Since it seems I’ve been on a roll of mentioning controversial subjects this week, let’s add one more, capital punishment anyone? Victor Hugo’s short novel, The Last Day of a Condemned Man attempts to address the subject with the goal of abolishing capital punishment in France for one and all.
Originally published in 1829, in 1832 it appeared with a short preface in which Hugo suggested that the book could be read either as a story taken from the yellowing pages written by a “poor wretch” condemned to death, or as a work of imagination by a writer seized by the idea and unable to let it go. In a still later edition, Hugo, who must have stirred up quite a bit of controversy with the book, felt compelled to include a long essay outlining in detail why capital punishment should be abolished. In the essay he argues, among other things, that capital punishment is cruel, the guillotine is not entirely painless and quick for a good many people, and he details executions gone horribly wrong. He does not apologize for offending the sensibilities of his readers, instead he says he wants to force them to see what France and its people are doing, to purposely shock and appall in hopes that it will get people to act. It is a good essay and Hugo is obviously a passionate man.
The premise of the novel is that it was written on the last day of a condemned man’s life. But while it may have been written in a day, it covers several months in time. The condemned man doesn’t have a name and if he does I don’t remember seeing it. I suspect though that he doesn’t so as to be a sort of “everyman.” He is tried and sentenced for murder but we never find out what his motive for murder was, only that is wasn’t premeditated. The condemned has a wife and daughter and is of what seems to be middle to lower middle class. He mentions he has a study. He wears a frock coat of good quality. His young daughter has a nanny. He can read and write and he went to school but not to university.
The priest keeps showing up, expecting confession and contrition but the condemned cannot give the priest what he wants, not because he doesn’t believe in God, but because the priest is the prison chaplain and is only doing his job. He doesn’t care for the prisoner, he only goes through the motions and mouths the words without passion or compassion so that they are completely meaningless.
The guards are good to the condemned, but they too are only doing their job and are not entirely human:
That good jailer with his kindly smile, soothing words, those eyes that fawn and spy on you, with his big podgy hand, he is prison personified, Bicêtre incarnate. Everything around me is a prison; I see prison in all its forms, human as well as in the shape of bolts and bars. This wall is a prison made of stone; this door, a prison made of wood; these jailers, a prison made of flesh and blood. Prison is a sort of terrible creature, whole, inseparable, half house, half man. I am its prey: it broods over me, clutches me to its innermost recesses.
An execution is free public entertainment in Paris and the crowd squeezes into the square for the show. On the way to his death, the condemned man sees there are seats, scaffolds, and carts for hire to provide the spectators with a better view. He describes “pedlars of human blood” calling out ” ‘Who wants a seat?’ ” and the prisoner, angry with all these people, longs to call out, ” ‘Who wants mine?’ ”
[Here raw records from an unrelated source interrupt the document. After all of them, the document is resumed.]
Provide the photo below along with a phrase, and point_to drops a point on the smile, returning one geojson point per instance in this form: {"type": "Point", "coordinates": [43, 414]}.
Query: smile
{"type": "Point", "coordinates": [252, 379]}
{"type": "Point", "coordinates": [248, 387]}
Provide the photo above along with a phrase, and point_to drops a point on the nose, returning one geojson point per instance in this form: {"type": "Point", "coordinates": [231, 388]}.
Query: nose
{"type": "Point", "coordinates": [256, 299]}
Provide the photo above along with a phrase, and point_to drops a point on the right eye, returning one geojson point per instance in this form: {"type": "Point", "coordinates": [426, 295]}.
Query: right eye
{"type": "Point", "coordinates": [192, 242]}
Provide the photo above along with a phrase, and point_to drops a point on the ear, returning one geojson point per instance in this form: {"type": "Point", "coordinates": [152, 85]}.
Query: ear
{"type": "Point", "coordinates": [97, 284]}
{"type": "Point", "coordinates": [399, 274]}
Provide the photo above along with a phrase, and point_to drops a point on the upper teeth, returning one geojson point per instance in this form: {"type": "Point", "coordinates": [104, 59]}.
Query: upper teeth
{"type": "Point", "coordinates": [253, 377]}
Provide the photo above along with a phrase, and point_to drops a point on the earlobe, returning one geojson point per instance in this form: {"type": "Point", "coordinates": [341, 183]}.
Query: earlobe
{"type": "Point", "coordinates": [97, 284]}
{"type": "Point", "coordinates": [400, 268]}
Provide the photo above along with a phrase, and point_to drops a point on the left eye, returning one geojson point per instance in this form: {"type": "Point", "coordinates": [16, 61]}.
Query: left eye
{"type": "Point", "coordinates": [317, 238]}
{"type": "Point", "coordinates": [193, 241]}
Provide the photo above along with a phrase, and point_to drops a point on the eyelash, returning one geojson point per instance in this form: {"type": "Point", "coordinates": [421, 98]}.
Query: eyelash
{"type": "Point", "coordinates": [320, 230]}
The book is well written and well imagined but, for me, Hugo falls short of his goal. As someone who thinks capital punishment should be abolished, I am a sympathetic reader but found it hard to feel sorry for the condemned man. In fact, with the lack of details about the man’s life and his crime and his relentless emotional cycles of agitation and calm, I found myself thinking at times that maybe he deserved to be executed and quick just so I could be done with the book.
I think Hugo makes a much better argument and has a much more sympathetic character in the short story, Claude Gueux that the OneWorld edition I read includes in the book. Claude is an illiterate poor working man who, one particularly hard and jobless winter, steals in order to provide for his family. He is sent to prison for five years and upon his release cannot find honest work because no one wants to hire a criminal, and so is forced once again to commit a crime. His crimes get worse and worse until he murders someone. He is condemned to death and his family is left destitute and must fend for themselves as best they can.
I am glad I read this short novel. I have never read Hugo before and even though I was not dazzled by the story of The Last Day of a Condemned Man, I think it was a good book to read anyway for its historical and social content. But even though this was my first Hugo, it won’t be my last. I look forward to reading more of his work sometime.